What is Extended Grapheme Clusters in SWIFT?

0 votes
asked Mar 3, 2015 in Swift by john (4,220 points)
Hi All

  What is Extended Grapheme Clusters in SWIFT?

1 Answer

0 votes
answered Mar 3, 2015 by kalpana (3,995 points)

Hi Jhon

Every instance of Swift’s Character type represents a single extended grapheme cluster. An extended grapheme cluster is a sequence of one or more Unicode scalars that (when combined) produce a single human-readable character.

Here’s an example. The letter é can be represented as the single Unicode scalar é (LATIN SMALL LETTER E WITH ACUTE, or U+00E9). However, the same letter can also be represented as a pair of scalars—a standard letter e (LATIN SMALL LETTER E, or U+0065), followed by the COMBINING ACUTE ACCENT scalar (U+0301). The COMBINING ACUTE ACCENT scalar is graphically applied to the scalar that precedes it, turning an e into an éwhen it is rendered by a Unicode-aware text-rendering system.

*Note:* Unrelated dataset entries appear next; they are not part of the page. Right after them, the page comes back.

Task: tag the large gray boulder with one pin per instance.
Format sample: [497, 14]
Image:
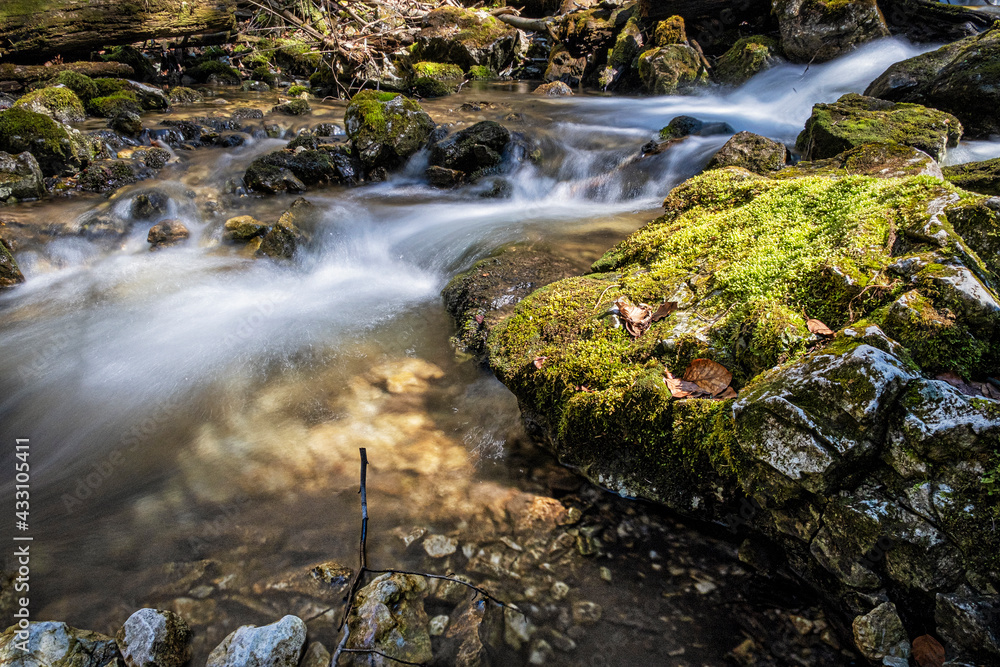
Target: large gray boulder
[154, 638]
[958, 78]
[54, 644]
[814, 31]
[276, 645]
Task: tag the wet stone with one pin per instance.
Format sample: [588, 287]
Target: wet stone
[167, 233]
[154, 638]
[276, 645]
[439, 546]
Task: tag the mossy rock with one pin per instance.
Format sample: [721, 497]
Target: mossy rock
[10, 272]
[20, 177]
[263, 74]
[744, 257]
[81, 84]
[747, 57]
[671, 70]
[183, 95]
[474, 151]
[293, 108]
[481, 73]
[489, 290]
[883, 160]
[143, 68]
[819, 30]
[670, 31]
[751, 152]
[218, 72]
[427, 87]
[446, 72]
[386, 128]
[466, 37]
[958, 78]
[829, 436]
[58, 102]
[58, 150]
[854, 120]
[295, 170]
[116, 104]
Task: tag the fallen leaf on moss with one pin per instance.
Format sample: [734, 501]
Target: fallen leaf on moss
[682, 388]
[710, 375]
[664, 310]
[635, 318]
[928, 652]
[818, 328]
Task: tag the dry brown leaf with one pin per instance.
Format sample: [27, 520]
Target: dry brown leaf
[818, 328]
[928, 651]
[635, 318]
[711, 376]
[681, 388]
[729, 392]
[664, 310]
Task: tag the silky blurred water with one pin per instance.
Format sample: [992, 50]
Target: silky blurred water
[159, 387]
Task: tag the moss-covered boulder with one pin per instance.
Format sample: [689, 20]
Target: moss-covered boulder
[751, 152]
[870, 474]
[142, 67]
[385, 129]
[819, 30]
[747, 57]
[564, 66]
[10, 272]
[489, 290]
[214, 72]
[474, 151]
[982, 177]
[446, 72]
[81, 84]
[183, 95]
[854, 120]
[621, 71]
[672, 69]
[58, 149]
[466, 37]
[20, 177]
[959, 78]
[58, 102]
[293, 108]
[881, 160]
[295, 170]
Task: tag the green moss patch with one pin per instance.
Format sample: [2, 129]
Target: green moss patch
[749, 260]
[854, 120]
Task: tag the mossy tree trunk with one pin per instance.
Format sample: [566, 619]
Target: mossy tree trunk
[37, 29]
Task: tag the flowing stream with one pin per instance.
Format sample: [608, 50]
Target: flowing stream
[195, 415]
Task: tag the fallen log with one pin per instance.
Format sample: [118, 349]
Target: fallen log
[33, 31]
[14, 78]
[924, 21]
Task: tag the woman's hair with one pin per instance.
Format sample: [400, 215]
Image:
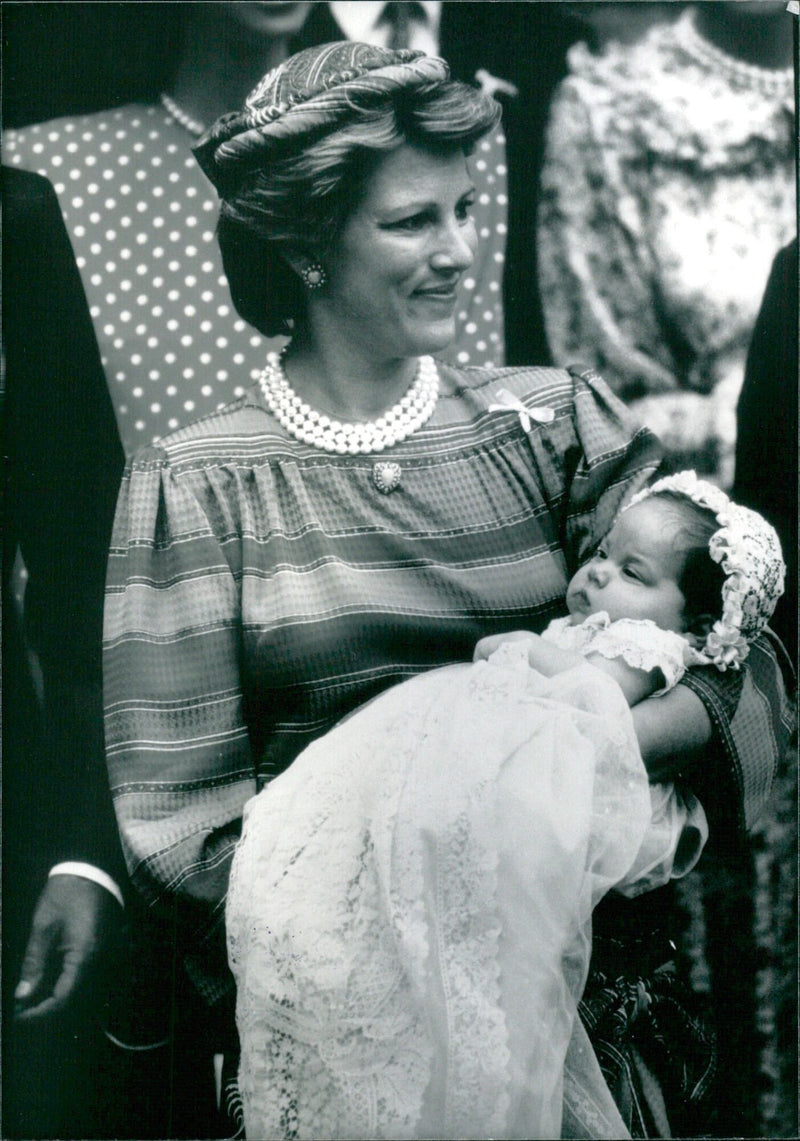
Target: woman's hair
[306, 189]
[701, 579]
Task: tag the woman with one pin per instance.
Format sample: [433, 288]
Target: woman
[667, 189]
[363, 512]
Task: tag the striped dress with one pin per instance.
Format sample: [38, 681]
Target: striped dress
[260, 589]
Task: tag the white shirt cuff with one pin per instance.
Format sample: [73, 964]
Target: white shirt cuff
[89, 872]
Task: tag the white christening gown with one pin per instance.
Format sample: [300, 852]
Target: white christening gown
[410, 908]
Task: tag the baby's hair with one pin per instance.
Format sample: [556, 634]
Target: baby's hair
[701, 579]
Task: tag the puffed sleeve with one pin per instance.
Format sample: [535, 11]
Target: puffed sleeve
[597, 283]
[595, 462]
[177, 744]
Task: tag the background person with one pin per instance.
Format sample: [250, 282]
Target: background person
[140, 217]
[668, 187]
[271, 569]
[62, 859]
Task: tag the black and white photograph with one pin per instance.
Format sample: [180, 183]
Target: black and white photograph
[400, 569]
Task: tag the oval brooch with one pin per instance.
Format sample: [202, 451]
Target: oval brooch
[386, 477]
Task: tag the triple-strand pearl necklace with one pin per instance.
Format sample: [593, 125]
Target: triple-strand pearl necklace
[354, 437]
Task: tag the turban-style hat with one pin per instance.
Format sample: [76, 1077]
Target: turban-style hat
[308, 94]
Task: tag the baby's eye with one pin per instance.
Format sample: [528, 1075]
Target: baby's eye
[463, 208]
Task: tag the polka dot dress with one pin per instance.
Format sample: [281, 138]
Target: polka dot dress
[142, 218]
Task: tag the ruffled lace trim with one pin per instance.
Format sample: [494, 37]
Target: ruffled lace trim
[639, 642]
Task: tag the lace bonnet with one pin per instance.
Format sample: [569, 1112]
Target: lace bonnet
[749, 551]
[309, 94]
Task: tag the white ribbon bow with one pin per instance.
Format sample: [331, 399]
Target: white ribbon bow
[507, 402]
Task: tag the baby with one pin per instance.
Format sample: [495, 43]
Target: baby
[410, 906]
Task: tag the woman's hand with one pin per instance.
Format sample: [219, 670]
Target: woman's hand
[671, 730]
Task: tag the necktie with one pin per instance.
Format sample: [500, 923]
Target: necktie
[400, 16]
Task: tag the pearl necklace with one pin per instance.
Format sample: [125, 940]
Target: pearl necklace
[193, 126]
[350, 438]
[774, 81]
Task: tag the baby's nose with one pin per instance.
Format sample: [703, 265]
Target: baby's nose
[598, 573]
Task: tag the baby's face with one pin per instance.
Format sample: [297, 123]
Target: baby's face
[635, 571]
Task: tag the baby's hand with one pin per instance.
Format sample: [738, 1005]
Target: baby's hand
[542, 655]
[487, 646]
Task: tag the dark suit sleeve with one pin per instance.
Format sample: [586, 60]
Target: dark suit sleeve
[63, 461]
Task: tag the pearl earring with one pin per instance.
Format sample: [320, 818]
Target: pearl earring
[314, 276]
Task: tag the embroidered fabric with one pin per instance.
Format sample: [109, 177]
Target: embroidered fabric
[638, 641]
[410, 907]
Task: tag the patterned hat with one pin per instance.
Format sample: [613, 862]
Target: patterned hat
[749, 551]
[315, 89]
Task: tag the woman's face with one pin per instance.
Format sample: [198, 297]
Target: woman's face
[393, 273]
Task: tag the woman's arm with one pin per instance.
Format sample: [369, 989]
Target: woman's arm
[177, 744]
[671, 729]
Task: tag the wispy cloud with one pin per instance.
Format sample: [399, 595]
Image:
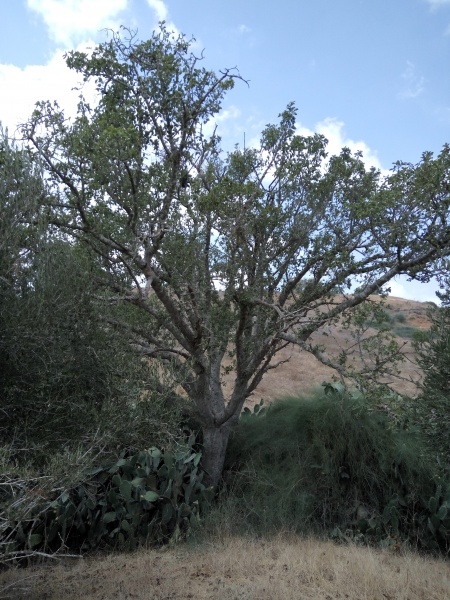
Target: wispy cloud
[243, 29]
[438, 3]
[23, 87]
[162, 14]
[334, 131]
[72, 21]
[413, 83]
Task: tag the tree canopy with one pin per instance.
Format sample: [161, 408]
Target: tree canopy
[229, 257]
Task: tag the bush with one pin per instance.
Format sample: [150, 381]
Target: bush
[149, 496]
[66, 377]
[324, 463]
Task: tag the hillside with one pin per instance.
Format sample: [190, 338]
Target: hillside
[302, 371]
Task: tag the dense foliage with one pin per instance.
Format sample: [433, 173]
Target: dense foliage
[228, 257]
[432, 409]
[149, 497]
[328, 463]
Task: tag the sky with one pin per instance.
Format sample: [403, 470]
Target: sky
[372, 75]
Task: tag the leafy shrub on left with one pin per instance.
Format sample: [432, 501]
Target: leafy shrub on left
[148, 496]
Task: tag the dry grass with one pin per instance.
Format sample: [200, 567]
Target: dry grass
[283, 568]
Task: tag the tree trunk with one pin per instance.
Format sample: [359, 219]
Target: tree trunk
[215, 442]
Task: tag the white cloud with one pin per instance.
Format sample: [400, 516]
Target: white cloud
[413, 290]
[334, 131]
[161, 10]
[162, 14]
[414, 84]
[71, 21]
[22, 88]
[438, 3]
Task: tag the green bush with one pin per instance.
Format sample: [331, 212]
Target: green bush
[329, 463]
[149, 496]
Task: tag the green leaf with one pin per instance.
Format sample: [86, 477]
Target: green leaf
[34, 539]
[150, 496]
[125, 489]
[432, 504]
[442, 513]
[109, 517]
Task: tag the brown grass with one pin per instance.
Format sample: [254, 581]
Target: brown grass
[235, 568]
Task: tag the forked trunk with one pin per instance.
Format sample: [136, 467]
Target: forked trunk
[215, 442]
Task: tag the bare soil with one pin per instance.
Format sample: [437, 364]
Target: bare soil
[235, 568]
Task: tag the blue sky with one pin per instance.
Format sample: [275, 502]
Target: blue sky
[371, 75]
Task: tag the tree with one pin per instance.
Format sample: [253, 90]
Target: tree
[230, 257]
[64, 377]
[432, 410]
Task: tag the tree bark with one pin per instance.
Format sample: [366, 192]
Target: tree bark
[215, 442]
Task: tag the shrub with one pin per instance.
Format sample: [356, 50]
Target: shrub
[149, 496]
[328, 462]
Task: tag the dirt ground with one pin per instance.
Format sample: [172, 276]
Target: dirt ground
[281, 568]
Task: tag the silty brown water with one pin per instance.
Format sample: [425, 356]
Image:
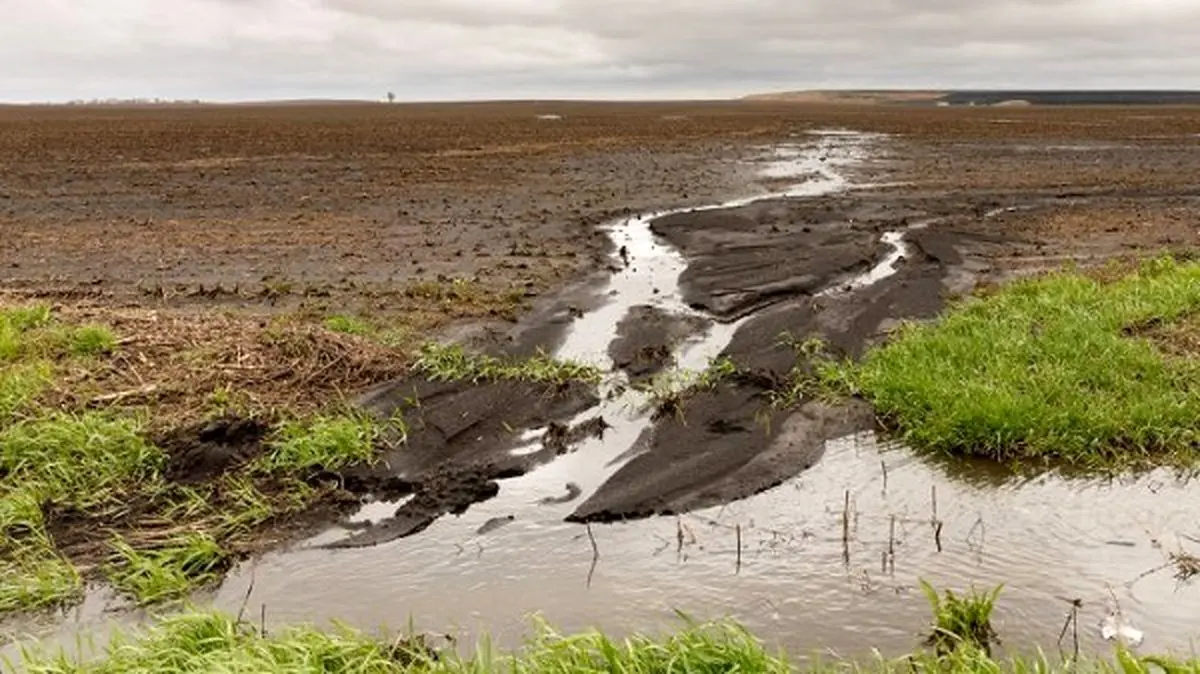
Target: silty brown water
[807, 575]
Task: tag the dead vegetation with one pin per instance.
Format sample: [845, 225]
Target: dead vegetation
[184, 367]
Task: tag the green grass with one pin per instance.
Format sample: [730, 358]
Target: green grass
[81, 461]
[101, 476]
[215, 642]
[169, 571]
[667, 392]
[348, 325]
[328, 443]
[961, 620]
[1045, 371]
[451, 362]
[31, 332]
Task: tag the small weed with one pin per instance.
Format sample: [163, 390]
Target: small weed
[814, 375]
[322, 443]
[348, 325]
[961, 620]
[91, 341]
[30, 334]
[669, 391]
[451, 362]
[21, 384]
[34, 577]
[169, 571]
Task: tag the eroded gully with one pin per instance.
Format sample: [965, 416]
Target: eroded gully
[801, 577]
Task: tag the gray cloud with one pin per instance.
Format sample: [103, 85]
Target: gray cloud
[222, 49]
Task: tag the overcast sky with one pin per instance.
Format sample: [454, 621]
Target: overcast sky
[438, 49]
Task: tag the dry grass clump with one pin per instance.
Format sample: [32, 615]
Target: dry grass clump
[184, 366]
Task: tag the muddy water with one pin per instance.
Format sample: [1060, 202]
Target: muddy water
[805, 575]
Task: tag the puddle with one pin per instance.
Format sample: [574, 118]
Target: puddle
[1049, 541]
[801, 578]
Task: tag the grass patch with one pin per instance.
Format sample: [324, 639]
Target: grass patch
[348, 325]
[1054, 368]
[669, 391]
[31, 332]
[451, 362]
[328, 443]
[961, 621]
[79, 461]
[216, 642]
[84, 493]
[169, 571]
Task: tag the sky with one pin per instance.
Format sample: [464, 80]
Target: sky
[480, 49]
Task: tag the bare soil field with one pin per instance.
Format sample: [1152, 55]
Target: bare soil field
[271, 263]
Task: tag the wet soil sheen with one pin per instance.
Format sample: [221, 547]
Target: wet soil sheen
[459, 444]
[783, 515]
[647, 339]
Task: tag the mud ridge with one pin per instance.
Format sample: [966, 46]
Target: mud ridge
[461, 441]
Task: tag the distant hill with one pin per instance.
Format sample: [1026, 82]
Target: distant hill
[984, 97]
[863, 97]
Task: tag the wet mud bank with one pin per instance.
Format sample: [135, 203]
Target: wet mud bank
[461, 439]
[647, 339]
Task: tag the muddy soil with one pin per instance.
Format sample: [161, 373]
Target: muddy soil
[647, 339]
[783, 264]
[461, 439]
[202, 453]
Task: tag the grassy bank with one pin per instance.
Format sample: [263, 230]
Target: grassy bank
[156, 450]
[1067, 368]
[215, 642]
[155, 495]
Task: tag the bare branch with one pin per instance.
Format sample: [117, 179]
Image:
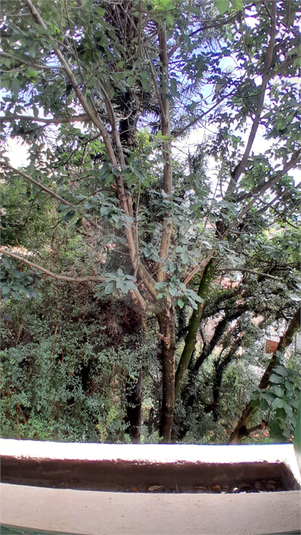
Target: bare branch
[56, 276]
[23, 61]
[55, 120]
[289, 165]
[246, 270]
[265, 78]
[50, 192]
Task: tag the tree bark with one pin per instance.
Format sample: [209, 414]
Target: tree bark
[285, 340]
[193, 326]
[133, 401]
[166, 321]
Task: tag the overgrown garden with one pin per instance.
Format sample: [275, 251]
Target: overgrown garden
[151, 244]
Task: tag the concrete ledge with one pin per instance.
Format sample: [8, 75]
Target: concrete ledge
[106, 513]
[172, 468]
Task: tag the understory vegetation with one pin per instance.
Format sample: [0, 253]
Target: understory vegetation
[151, 283]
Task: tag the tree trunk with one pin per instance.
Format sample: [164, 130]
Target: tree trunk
[167, 335]
[193, 326]
[133, 413]
[285, 340]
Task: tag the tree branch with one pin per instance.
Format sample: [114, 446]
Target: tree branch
[23, 61]
[60, 120]
[56, 276]
[285, 340]
[246, 270]
[50, 192]
[265, 78]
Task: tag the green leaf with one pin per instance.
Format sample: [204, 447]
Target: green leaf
[263, 405]
[297, 435]
[237, 4]
[5, 290]
[274, 378]
[277, 404]
[131, 81]
[222, 6]
[180, 303]
[110, 287]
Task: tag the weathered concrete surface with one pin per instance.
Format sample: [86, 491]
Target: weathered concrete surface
[106, 513]
[115, 467]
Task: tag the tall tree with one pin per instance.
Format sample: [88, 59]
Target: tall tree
[101, 90]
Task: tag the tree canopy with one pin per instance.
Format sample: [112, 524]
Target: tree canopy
[107, 97]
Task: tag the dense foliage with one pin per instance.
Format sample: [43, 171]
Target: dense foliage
[142, 272]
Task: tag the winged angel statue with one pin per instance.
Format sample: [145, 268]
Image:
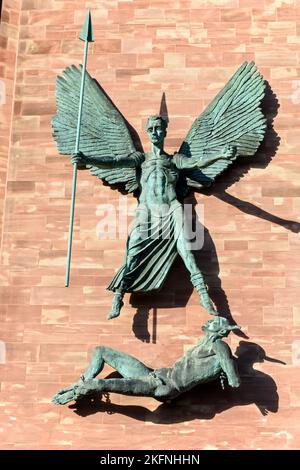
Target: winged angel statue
[232, 126]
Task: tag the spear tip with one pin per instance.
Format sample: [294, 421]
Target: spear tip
[87, 33]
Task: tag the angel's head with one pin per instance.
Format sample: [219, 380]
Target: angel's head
[157, 129]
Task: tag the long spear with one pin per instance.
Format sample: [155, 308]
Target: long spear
[87, 36]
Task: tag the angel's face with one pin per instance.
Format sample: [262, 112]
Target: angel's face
[156, 132]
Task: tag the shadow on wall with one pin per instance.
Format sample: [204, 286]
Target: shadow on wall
[205, 401]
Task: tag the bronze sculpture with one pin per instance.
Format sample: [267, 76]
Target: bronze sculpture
[207, 361]
[232, 125]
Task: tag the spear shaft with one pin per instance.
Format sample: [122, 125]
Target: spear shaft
[86, 36]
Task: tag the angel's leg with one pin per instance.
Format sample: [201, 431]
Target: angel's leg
[132, 259]
[196, 275]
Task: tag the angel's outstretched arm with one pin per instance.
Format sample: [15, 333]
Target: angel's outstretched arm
[133, 160]
[183, 162]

In both cases, the letter é is represented as a single Swift Character value that represents an extended grapheme cluster. In the first case, the cluster contains a single scalar; in the second case, it is a cluster of two scalars:

  • let eAcute: Character = "\u{E9}" // é
  • let combinedEAcute: Character = "\u{65}\u{301}" // e followed by ́
  • // eAcute is é, combinedEAcute is é

Extended grapheme clusters are a flexible way to represent many complex script characters as a single Character value. For example, Hangul syllables from the Korean alphabet can be represented as either a precomposed or decomposed sequence. Both of these representations qualify as a single Character value in Swift:

  • let precomposed: Character = "\u{D55C}" // 한
  • let decomposed: Character = "\u{1112}\u{1161}\u{11AB}" // ᄒ, ᅡ, ᆫ
  • // precomposed is 한, decomposed is 한